No campo do direito, Mills levou ao paroxismo o seu Liberalismo e o seu Utilitarismo ao defender que “as ações estão certas na medida em que tendem a promover a felicidade, e estão erradas na medida em tendem a produzir o reverso da felicidade”; nesse sentido, para Mills o “certo é aquilo que aquilo que tende a produzir o máximo de bem estar e o errado é aquilo que tende ao contrário”. Essa perspectiva, porém, encontrou certas objeções de ordem moral e foi interpretada, na época, como um obstáculo que incompatibilizava o Utilitarismo com o princípio de Justiça, já que para Mills, “a realização de certas injustiças pode maximizar a felicidade geral”; a que Mills tentou dissuadir no capítulo sete de sua obra, A objecção da Justiça. 
Em sua conexão entre utilitarismo e direito, Mills tece um roteiro argumentativo inédito em torno da noção do justo e do injusto, do certo e do errado, subjetivando o conceito; e vai além dos seus antecessores ao defender determinadas exceções ao padrão de Justiça que, em consequência, admite, implica e confere um “papel social” a justiça.
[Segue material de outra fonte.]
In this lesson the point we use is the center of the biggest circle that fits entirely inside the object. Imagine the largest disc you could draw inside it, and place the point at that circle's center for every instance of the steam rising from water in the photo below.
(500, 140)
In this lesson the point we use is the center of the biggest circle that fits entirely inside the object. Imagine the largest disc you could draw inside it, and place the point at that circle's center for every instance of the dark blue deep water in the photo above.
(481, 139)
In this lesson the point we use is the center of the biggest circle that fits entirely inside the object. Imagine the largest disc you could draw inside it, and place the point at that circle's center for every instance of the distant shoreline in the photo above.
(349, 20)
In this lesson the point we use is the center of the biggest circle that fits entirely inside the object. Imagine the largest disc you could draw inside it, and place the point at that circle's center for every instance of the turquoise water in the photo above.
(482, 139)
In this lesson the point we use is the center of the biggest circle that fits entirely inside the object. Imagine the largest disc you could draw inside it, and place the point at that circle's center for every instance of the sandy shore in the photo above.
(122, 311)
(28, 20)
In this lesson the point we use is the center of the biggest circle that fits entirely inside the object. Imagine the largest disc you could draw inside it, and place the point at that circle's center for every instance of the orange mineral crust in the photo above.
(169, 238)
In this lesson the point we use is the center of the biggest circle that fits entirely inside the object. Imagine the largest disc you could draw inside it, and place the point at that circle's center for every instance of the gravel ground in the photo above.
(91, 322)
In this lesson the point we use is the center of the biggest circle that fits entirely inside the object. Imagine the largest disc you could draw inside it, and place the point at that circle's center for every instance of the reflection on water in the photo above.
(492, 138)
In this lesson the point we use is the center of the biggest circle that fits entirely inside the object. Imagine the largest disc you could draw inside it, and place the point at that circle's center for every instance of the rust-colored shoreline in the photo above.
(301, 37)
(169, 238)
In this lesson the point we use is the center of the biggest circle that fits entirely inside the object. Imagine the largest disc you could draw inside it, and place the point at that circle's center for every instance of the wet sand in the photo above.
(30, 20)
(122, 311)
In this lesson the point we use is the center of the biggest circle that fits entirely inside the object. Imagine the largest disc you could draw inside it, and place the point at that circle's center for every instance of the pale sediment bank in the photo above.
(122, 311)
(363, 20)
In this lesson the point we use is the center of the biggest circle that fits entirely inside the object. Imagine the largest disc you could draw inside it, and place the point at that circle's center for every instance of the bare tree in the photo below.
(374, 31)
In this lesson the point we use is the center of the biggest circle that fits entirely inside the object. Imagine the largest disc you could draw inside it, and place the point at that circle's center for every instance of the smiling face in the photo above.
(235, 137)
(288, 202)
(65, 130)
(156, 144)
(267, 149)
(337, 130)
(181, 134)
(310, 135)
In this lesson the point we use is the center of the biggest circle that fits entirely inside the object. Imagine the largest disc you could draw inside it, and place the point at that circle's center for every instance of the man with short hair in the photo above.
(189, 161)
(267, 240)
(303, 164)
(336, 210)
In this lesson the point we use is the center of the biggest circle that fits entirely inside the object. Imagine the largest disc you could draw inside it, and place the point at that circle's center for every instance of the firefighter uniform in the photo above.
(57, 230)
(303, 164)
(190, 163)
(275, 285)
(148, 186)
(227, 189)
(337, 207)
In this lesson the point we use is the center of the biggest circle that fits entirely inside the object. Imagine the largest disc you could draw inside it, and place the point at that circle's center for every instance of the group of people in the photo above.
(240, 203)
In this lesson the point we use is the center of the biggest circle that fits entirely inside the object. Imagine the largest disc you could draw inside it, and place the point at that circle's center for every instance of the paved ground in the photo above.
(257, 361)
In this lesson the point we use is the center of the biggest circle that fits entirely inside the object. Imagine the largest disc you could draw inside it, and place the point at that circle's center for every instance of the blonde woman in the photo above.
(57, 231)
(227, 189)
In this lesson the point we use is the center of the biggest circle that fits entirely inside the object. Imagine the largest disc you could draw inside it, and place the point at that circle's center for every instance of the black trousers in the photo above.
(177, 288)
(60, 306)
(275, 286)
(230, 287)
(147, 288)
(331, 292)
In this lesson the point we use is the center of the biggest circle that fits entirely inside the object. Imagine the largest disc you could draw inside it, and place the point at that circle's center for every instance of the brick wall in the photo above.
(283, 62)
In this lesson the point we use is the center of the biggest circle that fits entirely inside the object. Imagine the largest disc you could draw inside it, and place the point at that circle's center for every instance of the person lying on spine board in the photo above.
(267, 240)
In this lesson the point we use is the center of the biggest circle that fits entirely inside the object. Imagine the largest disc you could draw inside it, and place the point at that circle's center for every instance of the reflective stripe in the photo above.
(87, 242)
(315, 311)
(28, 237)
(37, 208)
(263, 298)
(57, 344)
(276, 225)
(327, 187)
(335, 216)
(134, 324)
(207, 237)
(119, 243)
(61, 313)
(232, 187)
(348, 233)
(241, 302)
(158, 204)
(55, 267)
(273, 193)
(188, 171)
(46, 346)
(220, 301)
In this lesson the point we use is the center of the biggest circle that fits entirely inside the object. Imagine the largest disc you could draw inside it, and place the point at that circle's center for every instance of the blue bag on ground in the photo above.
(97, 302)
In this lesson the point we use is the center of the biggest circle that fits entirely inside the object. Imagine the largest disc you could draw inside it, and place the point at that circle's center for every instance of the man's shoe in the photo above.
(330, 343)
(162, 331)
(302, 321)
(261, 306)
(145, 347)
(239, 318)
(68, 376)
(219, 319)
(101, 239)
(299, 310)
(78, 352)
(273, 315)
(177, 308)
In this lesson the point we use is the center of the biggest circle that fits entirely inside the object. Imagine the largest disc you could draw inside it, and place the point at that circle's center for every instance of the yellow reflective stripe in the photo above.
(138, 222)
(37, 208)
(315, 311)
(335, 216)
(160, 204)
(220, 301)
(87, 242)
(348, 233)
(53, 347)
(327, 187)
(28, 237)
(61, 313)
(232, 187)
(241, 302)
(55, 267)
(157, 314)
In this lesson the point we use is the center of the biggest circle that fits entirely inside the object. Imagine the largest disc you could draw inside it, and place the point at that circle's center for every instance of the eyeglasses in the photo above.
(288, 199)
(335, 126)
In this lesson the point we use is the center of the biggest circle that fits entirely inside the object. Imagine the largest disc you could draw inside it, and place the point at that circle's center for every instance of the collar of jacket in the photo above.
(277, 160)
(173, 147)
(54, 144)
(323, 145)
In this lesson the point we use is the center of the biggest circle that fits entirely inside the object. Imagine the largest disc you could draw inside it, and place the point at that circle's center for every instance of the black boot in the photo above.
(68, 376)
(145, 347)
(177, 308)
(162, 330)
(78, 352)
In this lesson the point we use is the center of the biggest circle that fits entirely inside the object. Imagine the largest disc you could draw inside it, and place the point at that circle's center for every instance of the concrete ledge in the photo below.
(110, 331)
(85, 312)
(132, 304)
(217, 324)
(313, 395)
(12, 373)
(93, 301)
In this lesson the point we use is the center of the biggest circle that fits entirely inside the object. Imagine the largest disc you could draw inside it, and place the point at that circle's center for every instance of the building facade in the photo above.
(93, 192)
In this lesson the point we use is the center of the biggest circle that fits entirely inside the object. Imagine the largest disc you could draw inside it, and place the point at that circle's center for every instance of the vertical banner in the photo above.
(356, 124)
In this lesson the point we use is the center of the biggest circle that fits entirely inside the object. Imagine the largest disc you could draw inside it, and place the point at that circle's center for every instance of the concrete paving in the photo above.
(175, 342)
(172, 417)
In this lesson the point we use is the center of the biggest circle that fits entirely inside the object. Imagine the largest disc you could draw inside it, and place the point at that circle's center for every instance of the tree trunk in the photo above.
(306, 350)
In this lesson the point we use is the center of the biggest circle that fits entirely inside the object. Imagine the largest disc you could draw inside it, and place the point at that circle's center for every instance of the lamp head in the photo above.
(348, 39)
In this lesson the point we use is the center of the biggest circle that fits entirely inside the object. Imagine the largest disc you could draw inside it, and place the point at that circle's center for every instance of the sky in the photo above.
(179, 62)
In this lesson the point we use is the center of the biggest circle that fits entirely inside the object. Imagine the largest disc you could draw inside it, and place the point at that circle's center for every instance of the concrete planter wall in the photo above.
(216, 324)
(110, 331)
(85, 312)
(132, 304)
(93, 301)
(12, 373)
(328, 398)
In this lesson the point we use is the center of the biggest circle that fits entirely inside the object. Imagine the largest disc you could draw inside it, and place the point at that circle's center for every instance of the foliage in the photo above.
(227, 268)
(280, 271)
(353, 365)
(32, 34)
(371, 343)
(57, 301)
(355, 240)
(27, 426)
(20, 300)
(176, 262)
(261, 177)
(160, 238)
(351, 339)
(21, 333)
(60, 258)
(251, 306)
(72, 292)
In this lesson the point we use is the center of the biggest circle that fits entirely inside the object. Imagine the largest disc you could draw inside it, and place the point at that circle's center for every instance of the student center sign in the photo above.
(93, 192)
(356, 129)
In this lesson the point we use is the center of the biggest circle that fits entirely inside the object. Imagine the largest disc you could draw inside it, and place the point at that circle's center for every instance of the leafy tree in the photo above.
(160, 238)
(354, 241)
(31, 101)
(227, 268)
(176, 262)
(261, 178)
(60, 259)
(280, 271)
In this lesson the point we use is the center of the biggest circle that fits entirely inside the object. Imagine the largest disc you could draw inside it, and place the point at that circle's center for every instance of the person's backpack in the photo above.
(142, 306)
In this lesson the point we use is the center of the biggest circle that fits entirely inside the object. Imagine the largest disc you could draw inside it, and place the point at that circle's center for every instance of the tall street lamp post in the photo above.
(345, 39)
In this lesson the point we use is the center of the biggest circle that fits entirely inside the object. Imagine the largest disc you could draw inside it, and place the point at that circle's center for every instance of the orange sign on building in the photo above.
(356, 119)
A própria ideia de igualdade e imparcialidade está sujeita, por Mills, a considerações de ordem circunstanciais e ele observa que até mesmo a ideia do certo e errado, de justo e de injusto, se modificou ao longo do tempo. Nesse sentido cabe destacar que na concepção de Mills inexiste qualquer ideia de formalismo, já que o seu conceito de justiça admite certas violações das leis e regras, na eventualidade de atenderem a imperativos de utilidade, pois, “todas as pessoas têm direito a um tratamento igual, exceto quando uma conveniência social reconhecida exige o inverso”. Em Mills lei e justiça estão relacionados a princípios substantivos de justiça e moralidade, o que permite excepcionalidades. Mills admite a suma importância dos preceitos de justiça, para ele “um nome para certas exigências morais que, consideradas coletivamente, ocupam um lugar mais elevado na escala da Utilidade... ainda que possam ocorrer casos particulares em que outro dever social é tão importante que passa por cima das máximas gerais da Justiça”.
Em virtude do que foi exposto, pode-se dizer que as concepções de Mills estão em correspondência com o Direito Responsivo que legitimam políticas de quotas e ações afirmativas em países como os Estados Unidos e no Brasil. 
Em suma, convém destacar que ao longo da presente exposição pôde-se constatar uma manifesta evolução no pensamento utilitarista com relação ao direito, desde as concepções de Thomas Hobbes, cujas ideias contêm proposições consideradas embrionárias do pensamento utilitaristas, passando por Cesari Beccaria e Jeremy Bentham, ambos situados no ambiente cultural do Iluminismo, até, finalmente, abordar as ideias de Stuart Mills, um pensador liberal do século XIX. Observa-se, também, que cada um vai trazendo algo de novo, condizente com a sua época e ambiente cultural. vale acrescentar, por fim, que simultaneamente a essa “evolução” aconteceu, na Europa, um contínuo abrandamento do Direito Penal, com o abandono da tortura, da mutilação, das penas infamantes e da forca, tudo isso concomitantemente a um refinamento geral dos costumes.